Estamos contemplando el primer capítulo de una quiebra anunciada. La deuda externa de asciende a 150 mil millones de dólares y en sus arcas tiene apenas 10 mil millones en reservas. ¿Cómo hará –con un PBI que ha disminuido 36% en cuatro años– para honrar antes de fin de año los más de 1.400 millones que debe reembolsar como servicio de su deuda?

Tan anunciada es la quiebra que el mes pasado el FMI señaló que esta no tendría mayor relevancia en los mercados, así como mínimos o nulos efectos en los países de la región.

Nada de esto se habló en la fugaz reunión que el Gobierno Venezolano sostuvo con sus acreedores, y en la que el vicepresidente Tareck el Aissami monologó para insistir en el tema de la persecución financiera que EE.UU. ha emprendido contra su país, en connivencia con los mercados financieros internacionales.
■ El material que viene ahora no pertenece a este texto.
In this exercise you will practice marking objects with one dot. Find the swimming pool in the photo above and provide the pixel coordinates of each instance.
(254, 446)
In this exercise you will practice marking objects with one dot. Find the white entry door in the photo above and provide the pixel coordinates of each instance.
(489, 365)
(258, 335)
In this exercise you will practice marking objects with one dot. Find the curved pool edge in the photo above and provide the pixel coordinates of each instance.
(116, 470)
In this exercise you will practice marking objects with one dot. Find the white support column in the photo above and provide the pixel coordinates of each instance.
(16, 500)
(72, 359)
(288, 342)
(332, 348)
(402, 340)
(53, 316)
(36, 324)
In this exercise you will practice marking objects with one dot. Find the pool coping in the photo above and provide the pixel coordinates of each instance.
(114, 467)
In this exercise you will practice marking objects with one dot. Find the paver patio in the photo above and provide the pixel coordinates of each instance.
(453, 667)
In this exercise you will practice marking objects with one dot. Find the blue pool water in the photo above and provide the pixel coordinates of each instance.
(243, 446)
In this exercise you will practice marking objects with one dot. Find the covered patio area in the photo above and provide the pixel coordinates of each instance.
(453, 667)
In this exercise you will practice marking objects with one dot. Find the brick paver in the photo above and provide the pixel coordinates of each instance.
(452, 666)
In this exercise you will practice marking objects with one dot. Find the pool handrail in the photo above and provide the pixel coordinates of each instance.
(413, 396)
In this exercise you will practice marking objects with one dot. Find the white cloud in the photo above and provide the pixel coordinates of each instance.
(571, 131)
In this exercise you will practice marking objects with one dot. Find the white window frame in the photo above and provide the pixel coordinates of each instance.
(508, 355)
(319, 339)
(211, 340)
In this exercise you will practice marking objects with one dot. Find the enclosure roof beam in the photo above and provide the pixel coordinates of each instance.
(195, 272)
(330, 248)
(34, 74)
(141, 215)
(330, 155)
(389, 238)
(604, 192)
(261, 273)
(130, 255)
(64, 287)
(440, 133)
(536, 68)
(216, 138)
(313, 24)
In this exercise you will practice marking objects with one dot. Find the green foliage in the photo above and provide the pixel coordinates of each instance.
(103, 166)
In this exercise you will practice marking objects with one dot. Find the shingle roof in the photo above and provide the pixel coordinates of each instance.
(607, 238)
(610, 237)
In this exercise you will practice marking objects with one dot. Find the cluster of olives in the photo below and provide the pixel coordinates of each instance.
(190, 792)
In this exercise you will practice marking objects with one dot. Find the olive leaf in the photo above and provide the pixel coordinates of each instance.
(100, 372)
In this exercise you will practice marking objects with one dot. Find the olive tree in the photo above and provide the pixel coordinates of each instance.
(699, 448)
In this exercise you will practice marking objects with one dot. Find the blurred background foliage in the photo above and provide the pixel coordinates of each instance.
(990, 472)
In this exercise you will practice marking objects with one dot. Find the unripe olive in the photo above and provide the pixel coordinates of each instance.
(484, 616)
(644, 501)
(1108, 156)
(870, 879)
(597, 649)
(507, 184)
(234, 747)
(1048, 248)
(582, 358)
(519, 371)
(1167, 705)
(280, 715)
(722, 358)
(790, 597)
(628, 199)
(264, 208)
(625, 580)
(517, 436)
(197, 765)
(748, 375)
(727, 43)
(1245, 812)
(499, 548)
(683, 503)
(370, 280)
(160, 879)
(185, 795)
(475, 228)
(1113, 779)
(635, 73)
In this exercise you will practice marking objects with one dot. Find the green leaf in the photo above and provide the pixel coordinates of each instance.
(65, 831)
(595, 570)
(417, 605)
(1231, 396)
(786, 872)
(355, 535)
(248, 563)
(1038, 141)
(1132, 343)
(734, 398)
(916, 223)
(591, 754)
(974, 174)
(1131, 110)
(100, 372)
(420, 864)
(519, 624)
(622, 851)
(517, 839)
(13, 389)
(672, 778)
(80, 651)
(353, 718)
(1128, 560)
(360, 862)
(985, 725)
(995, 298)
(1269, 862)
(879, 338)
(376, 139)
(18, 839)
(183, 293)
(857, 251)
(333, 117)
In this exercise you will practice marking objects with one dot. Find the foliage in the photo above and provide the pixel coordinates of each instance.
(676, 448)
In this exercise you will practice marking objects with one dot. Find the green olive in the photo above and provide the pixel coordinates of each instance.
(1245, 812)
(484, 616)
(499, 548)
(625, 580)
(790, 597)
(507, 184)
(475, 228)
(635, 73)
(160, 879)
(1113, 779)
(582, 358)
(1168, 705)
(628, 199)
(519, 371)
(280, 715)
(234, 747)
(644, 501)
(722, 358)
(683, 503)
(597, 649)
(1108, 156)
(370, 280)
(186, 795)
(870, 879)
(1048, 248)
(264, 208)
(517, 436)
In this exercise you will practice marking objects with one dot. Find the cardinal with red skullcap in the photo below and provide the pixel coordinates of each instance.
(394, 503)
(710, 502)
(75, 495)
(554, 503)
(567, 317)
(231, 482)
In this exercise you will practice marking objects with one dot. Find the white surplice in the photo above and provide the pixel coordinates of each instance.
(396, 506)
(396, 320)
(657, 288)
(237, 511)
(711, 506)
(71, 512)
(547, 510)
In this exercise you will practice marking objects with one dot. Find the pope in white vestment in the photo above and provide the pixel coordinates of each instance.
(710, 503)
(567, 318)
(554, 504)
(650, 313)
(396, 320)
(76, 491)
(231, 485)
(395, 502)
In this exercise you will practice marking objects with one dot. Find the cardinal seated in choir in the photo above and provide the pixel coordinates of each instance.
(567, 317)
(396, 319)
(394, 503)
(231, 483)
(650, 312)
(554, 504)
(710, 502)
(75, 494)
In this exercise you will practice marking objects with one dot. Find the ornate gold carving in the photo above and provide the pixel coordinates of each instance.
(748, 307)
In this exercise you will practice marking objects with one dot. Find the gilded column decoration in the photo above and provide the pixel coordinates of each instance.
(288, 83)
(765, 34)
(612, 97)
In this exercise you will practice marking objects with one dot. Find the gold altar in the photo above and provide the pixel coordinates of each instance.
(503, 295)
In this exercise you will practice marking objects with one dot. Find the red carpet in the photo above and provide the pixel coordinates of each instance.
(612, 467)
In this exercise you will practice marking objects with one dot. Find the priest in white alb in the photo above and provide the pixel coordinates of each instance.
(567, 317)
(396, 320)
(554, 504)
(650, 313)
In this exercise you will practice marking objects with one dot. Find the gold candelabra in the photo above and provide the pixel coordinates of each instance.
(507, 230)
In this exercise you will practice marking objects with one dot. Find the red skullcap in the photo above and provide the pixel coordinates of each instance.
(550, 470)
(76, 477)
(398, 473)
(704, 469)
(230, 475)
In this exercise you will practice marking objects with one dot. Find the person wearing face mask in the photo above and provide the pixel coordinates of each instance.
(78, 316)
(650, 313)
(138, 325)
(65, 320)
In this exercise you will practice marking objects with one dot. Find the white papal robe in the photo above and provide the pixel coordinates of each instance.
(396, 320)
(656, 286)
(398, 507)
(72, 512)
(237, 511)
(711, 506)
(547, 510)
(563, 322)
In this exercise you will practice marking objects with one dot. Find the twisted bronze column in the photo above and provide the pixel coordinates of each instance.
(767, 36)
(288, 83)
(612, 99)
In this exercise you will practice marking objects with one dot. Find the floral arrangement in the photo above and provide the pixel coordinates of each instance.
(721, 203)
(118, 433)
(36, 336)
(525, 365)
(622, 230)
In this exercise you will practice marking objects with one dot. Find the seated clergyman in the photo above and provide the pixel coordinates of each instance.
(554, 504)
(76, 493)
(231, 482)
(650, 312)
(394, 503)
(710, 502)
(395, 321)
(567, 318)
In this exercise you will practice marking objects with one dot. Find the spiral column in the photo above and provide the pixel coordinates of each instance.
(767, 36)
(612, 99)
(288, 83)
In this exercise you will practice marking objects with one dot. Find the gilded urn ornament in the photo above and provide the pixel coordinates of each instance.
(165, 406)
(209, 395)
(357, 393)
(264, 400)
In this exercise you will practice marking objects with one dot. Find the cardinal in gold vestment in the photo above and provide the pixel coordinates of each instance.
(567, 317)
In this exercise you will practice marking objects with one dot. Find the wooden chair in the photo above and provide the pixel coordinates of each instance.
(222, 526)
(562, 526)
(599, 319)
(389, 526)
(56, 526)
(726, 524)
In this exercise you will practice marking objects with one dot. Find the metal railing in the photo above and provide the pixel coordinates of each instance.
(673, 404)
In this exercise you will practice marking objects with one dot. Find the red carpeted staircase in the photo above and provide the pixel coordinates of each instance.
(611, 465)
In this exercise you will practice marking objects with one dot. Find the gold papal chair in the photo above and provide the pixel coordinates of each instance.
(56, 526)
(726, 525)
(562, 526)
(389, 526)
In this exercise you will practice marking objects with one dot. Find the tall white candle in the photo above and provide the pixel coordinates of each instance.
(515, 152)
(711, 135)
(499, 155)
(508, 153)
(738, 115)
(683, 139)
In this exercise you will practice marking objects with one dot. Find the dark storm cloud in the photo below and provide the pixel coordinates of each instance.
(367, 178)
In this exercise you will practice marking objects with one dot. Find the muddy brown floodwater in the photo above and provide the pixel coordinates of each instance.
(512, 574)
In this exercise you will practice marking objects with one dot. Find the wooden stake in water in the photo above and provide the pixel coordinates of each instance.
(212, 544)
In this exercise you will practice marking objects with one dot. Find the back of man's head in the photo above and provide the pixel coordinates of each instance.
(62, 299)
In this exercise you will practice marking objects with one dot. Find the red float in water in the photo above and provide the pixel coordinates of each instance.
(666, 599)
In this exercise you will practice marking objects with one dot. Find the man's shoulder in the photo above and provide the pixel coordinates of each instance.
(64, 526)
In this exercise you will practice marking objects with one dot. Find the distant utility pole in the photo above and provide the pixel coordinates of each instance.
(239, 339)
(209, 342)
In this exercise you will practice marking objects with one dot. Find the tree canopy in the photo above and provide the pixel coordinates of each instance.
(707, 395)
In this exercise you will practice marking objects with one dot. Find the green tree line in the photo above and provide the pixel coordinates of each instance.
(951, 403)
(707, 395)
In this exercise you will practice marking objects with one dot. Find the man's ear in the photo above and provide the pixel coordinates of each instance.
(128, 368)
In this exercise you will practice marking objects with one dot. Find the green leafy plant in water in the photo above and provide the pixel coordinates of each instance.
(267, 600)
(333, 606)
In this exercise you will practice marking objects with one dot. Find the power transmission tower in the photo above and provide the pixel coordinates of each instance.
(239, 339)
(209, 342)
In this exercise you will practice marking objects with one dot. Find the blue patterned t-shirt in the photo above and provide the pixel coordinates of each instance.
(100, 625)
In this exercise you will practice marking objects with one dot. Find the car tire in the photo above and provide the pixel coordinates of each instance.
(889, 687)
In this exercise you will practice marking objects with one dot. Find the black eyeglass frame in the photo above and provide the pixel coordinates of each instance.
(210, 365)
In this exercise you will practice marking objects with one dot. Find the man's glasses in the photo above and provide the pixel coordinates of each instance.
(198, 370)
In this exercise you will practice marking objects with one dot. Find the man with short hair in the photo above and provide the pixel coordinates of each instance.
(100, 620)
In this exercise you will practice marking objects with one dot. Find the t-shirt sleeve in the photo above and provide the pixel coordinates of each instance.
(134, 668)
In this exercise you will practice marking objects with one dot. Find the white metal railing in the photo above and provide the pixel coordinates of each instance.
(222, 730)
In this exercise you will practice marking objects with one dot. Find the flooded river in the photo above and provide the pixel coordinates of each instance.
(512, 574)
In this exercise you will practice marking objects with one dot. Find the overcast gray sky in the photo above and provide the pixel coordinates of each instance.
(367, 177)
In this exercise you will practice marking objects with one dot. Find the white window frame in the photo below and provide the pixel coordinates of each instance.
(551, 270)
Si bien en la agenda de esta reunión la calificadora Standard&Poors solo declaró en default parcial a Venezuela, nadie desconoce la avalancha de impagos que Caracas viene acumulando y que la pueden conducir al despeñadero.

Y aunque El Aissami haya salido con aire triunfante de la reunión, lo cierto es que el único acuerdo que logró fue el de convocar a una futura cita, cuya fecha aún no ha sido fijada.

Venezuela pretende reestructurar o borrar de un plumazo su deuda, con lo que agravaría aún más la recesión que sufre, pues esta medida acarrearía la expulsión de PDVSA de los mercados internacionales y la expondría a procesos judiciales y embargos de sus activos en el extranjero.

Nicolás Maduro dice que no declarará a su país en quiebra. Seguro confía en el apoyo de sus dos principales aliados: Rusia, su proveedor más importante de armas, y China, que le compra todo el petróleo que puede a cambio de bienes.